South Africa

OP-ED

ConCourt ruling on Electoral Act has profound implications for democracy in South Africa

ConCourt ruling on Electoral Act has profound implications for democracy in South Africa
South Africa is too young a democracy to be daunted by the process of reforming its elections, says the writer. (Photo: Greg Nicolson)

The Constitutional Court has ruled that the Electoral Act is unconstitutional as it does not currently allow for independent candidates at provincial and national levels. The ruling is a victory for all South Africans.

South Africa’s current electoral system is proportional representation (PR) based on a closed party-list system. This means that in a national voting population of 25 million people, with 400 seats in the National Assembly, it takes a maximum of 62,500 votes (depending on voter turnout) to win a single seat in Parliament.

Under a full PR system, those votes can come from anywhere within the borders of South Africa.

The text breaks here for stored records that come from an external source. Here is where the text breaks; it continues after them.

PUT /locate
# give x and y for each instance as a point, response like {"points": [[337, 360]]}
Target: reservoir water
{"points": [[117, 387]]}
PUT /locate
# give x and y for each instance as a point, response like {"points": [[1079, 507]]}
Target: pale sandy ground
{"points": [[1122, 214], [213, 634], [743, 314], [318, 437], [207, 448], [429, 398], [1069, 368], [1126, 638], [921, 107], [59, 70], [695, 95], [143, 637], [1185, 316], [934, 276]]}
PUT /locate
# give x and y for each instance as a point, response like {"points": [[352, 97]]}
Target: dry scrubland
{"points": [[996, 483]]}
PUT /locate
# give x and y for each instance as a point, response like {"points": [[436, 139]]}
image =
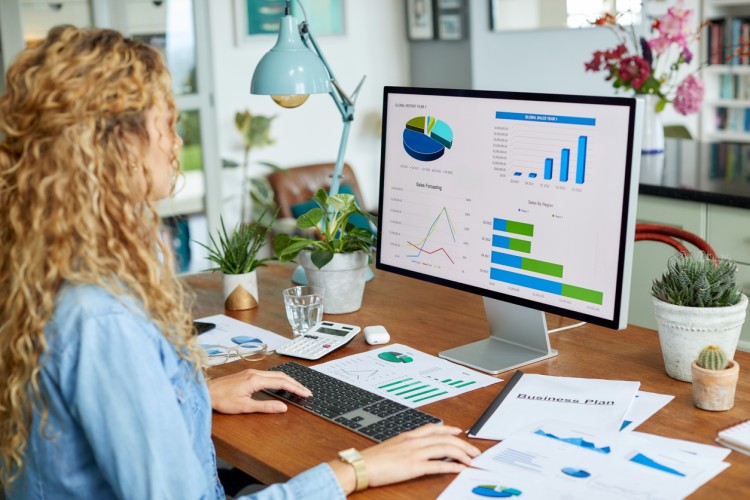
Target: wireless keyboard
{"points": [[361, 411]]}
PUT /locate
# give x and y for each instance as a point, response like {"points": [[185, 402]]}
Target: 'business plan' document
{"points": [[594, 403]]}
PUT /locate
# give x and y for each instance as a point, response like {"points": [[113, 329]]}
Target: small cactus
{"points": [[712, 358]]}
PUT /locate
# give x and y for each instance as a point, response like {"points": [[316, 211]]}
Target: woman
{"points": [[102, 393]]}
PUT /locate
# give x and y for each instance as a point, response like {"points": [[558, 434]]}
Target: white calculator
{"points": [[319, 340]]}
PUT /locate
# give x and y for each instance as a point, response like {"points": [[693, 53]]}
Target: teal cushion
{"points": [[356, 219]]}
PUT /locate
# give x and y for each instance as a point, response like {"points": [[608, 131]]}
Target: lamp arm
{"points": [[313, 46]]}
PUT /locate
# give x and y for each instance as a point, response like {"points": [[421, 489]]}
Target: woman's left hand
{"points": [[234, 393]]}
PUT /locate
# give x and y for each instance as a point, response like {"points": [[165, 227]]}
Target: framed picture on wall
{"points": [[449, 27], [262, 17], [419, 20]]}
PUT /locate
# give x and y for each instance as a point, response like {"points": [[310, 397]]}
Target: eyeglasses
{"points": [[219, 354]]}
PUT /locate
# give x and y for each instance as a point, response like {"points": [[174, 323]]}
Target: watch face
{"points": [[350, 455]]}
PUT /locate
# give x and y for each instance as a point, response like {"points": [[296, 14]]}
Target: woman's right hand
{"points": [[409, 455]]}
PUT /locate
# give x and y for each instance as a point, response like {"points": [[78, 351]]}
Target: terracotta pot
{"points": [[714, 389], [240, 291]]}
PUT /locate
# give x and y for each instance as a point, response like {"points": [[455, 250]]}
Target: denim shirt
{"points": [[127, 417]]}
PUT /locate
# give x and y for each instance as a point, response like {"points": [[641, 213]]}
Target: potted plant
{"points": [[256, 133], [697, 303], [236, 256], [714, 379], [336, 258]]}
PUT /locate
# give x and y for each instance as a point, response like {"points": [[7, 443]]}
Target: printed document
{"points": [[556, 460], [593, 403], [230, 332], [405, 375], [644, 405]]}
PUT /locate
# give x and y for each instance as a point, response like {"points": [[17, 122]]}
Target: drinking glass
{"points": [[304, 307]]}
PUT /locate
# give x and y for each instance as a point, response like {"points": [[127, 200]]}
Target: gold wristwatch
{"points": [[355, 458]]}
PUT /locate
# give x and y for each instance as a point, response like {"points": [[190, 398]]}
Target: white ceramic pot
{"points": [[342, 280], [685, 331], [240, 291]]}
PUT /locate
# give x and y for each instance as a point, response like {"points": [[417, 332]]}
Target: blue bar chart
{"points": [[542, 147]]}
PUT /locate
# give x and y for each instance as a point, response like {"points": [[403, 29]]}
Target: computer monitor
{"points": [[525, 199]]}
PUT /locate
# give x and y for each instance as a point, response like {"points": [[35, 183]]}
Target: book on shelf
{"points": [[725, 39], [736, 437]]}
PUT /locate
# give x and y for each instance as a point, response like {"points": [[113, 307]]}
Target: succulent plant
{"points": [[712, 358], [696, 280]]}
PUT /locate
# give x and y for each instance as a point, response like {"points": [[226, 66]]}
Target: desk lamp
{"points": [[293, 69]]}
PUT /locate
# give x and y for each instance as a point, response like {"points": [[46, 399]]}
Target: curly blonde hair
{"points": [[73, 109]]}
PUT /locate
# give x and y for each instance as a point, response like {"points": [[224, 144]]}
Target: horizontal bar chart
{"points": [[545, 285], [499, 241], [509, 226], [527, 264]]}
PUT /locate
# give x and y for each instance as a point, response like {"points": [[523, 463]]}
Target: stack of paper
{"points": [[560, 460], [600, 404]]}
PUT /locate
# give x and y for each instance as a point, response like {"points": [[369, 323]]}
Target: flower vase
{"points": [[652, 147], [240, 291]]}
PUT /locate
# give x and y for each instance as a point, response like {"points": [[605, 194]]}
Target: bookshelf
{"points": [[726, 111]]}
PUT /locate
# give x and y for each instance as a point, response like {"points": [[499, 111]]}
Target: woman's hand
{"points": [[234, 393], [411, 454]]}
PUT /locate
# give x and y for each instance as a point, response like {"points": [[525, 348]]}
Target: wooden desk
{"points": [[432, 318]]}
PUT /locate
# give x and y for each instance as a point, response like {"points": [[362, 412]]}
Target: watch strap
{"points": [[358, 463]]}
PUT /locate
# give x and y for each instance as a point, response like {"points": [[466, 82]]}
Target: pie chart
{"points": [[426, 138], [491, 490], [395, 357], [573, 472]]}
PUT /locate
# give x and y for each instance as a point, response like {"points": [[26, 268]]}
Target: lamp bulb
{"points": [[290, 101]]}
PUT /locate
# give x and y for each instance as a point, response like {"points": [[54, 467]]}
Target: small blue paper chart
{"points": [[495, 491], [573, 472], [426, 138], [395, 357]]}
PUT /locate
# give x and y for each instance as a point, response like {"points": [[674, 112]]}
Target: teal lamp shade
{"points": [[290, 68]]}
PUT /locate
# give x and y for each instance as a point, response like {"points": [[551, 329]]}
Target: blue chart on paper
{"points": [[495, 491], [244, 339], [426, 137], [576, 441], [573, 472], [642, 459]]}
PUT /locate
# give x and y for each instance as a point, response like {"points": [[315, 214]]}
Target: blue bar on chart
{"points": [[534, 117], [547, 169], [581, 164], [564, 164]]}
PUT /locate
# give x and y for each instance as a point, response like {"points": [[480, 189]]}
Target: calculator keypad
{"points": [[309, 347]]}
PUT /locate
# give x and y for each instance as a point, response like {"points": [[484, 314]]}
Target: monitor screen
{"points": [[524, 198]]}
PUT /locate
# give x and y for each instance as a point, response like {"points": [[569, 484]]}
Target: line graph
{"points": [[421, 245]]}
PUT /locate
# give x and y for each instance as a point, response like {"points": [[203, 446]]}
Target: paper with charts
{"points": [[406, 375], [556, 460], [230, 332]]}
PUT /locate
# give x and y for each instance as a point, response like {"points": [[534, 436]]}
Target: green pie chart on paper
{"points": [[395, 357]]}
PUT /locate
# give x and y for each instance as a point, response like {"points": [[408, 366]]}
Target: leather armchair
{"points": [[297, 185]]}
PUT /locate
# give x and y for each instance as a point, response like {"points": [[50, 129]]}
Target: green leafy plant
{"points": [[696, 280], [712, 358], [256, 133], [335, 234], [237, 252]]}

You could win 12,500 votes from around Limpopo, 30,000 from the City of Johannesburg and 30,000 from Kimberley and win a seat in Parliament. Who you would represent there is anyone’s guess.

Individuals cannot run in a PR party list-system, firstly because the current law prescribes that only political parties may contest elections at the provincial and national level, and secondly because if a single candidate were to win, say, 125,000 votes, they would have no means to allocate the votes for that second seat.

Once a party fields more than one candidate, it has to rank them (number one and number two, for example). Once candidates have to be ranked, a system for ranking them has to be put in place – why should candidate number one have a higher chance of being elected than candidate number two? Once you have a ranking system, you have the seeds of a closed and patronage-based system of internal contestation which has rotted political parties from the inside out for generations.

In my former party, the Democratic Alliance, this was jokingly referred to as “electionitis” an affliction which prioritised internal campaigning, back-stabbing colleagues and back-scratching party bosses, over the simple work of serving the electorate. The real electorate in a party system is other politicians, not the voters who elect them.

This is why last week’s Constitutional Court victory for the New Nation Movement is a victory for all South Africans. Would-be MPs and MPLs must now seek the vote directly from the electorate, not from their party bosses.

To enable individuals (as opposed to parties) to stand for office, Parliament will have to develop a constituency-based electoral system in which individual candidates (whether or not they are party representatives) can only stand in a single district and run head-to-head with other local candidates for a parliamentary seat in the National Assembly.

The drafters of our Constitution were working within the context of high racial tensions at the birth of South Africa’s democracy, and they anticipated that votes would always be cast along racial lines. In a full constituency system, there is always a risk that ethnic and racial minorities are not represented in national politics because of the dynamics of population distribution.

Using the earlier example, where 25 million voters must choose 400 MPs: in a district of 62,500 eligible voters, this means that an individual candidate would have to win 50% or more of the available votes – 31,251 votes or more (at maximum turn-out) to be exact – in order to go to Cape Town to represent their district. But what about the remaining voters? The 31,249 people who didn’t choose the winning candidates? How would such a system represent their interests?

There are many examples of countries around the world – such as the United Kingdom – where it is possible for a political party to win 30% of the vote nationally, but not gain a single seat in Parliament, because the local seats that they contested were marginal and the party’s candidates all came second.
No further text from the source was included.